-Only a petty mind, an artist who at most speaks and dresses as such, looks solely for people in whom he recognizes the harmonious proportions of allegorical figures. For the true artist, as for the natural scientist, every type is interesting, and even the smallest muscle has its importance.- —Marcel Proust Long overlooked in Proust's posthumously published writings, Chardin and Rembrandt, written when he was only 24 years old, not only reemphasizes the importance of visual art to his development, but contains the seeds of his later work. Submitted in 1895 by Proust to the newspaper Revue hebdomadaire (it was rejected), this essay is much more than a straightforward piece of art criticism. It is a literary experiment in which an unnamed narrator gives advice to a young man suffering from melancholy, taking him on an imaginary tour through the Louvre where his readings of Chardin imbue the everyday world with new meaning, and his ruminations on Rembrandt take his melancholic pupil beyond the realm of mere objects. Published for the first time as a stand-alone volume and newly translated, this edition, part of the David Zwirner Books ekphrasis series, aims to introduce a wider audience to one of Proust's most important pieces on art. -For the true artist, - as Proust writes, -as for the natural scientist, every type is interesting, and even the smallest muscle has its importance.- The same could be said of the author's own work—every essay has its own crucial place in the formation of his groundbreaking oeuvre.
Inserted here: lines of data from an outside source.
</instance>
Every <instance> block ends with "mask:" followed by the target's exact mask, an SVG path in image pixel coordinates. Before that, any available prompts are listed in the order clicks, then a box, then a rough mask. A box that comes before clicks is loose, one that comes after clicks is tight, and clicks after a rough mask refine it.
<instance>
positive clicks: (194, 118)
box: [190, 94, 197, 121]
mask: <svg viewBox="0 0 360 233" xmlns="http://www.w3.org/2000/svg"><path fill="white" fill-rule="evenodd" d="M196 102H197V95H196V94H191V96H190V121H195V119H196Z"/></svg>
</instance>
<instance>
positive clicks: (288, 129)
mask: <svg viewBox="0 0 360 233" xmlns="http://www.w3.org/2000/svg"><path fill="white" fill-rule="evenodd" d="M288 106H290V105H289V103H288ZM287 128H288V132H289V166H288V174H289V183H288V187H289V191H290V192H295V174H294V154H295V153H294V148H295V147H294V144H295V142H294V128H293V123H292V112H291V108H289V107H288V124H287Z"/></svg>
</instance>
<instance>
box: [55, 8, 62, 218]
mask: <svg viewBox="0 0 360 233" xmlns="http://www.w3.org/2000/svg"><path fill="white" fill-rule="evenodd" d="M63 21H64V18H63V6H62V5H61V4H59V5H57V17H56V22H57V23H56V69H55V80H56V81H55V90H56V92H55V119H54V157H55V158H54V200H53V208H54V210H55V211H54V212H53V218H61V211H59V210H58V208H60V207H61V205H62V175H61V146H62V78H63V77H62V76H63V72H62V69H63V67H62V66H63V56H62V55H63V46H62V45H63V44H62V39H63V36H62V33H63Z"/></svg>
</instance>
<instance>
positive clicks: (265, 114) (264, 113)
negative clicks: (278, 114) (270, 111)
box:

The afterword by renowned Proust scholar Alain Madeleine-Perdrillat, originally published in the French by Le Bruits du Temps, is an impassioned argument in favor of returning to the lost paths of Proust's early thinking. It sees, in the passage from Chardin's world of objects to Rembrandt's contemplative paintings, a movement toward the radical interiority for which Proust would later become widely celebrated as a novelist. Written at the beginning of his literary career, Chardin and Rembrandt gestures back to some of Proust's earliest notes on art, while creating space for what was to come.
Author

Marcel Proust was a French novelist, best known for his 3000 page masterpiece À la recherche du temps perdu (Remembrance of Things Past or In Search of Lost Time), a pseudo-autobiographical novel told mostly in a stream-of-consciousness style. Born in the first year of the Third Republic, the young Marcel, like his narrator, was a delicate child from a bourgeois family. He was active in Parisian high society during the 80s and 90s, welcomed in the most fashionable and exclusive salons of his day. However, his position there was also one of an outsider, due to his Jewishness and homosexuality. Towards the end of 1890s Proust began to withdraw more and more from society, and although he was never entirely reclusive, as is sometimes made out, he lapsed more completely into his lifelong tendency to sleep during the day and work at night. He was also plagued with severe asthma, which had troubled him intermittently since childhood, and a terror of his own death, especially in case it should come before his novel had been completed. The first volume, after some difficulty finding a publisher, came out in 1913, and Proust continued to work with an almost inhuman dedication on his masterpiece right up until his death in 1922, at the age of 51. Today he is widely recognized as one of the greatest authors of the 20th Century, and À la recherche du temps perdu as one of the most dazzling and significant works of literature to be written in modern times.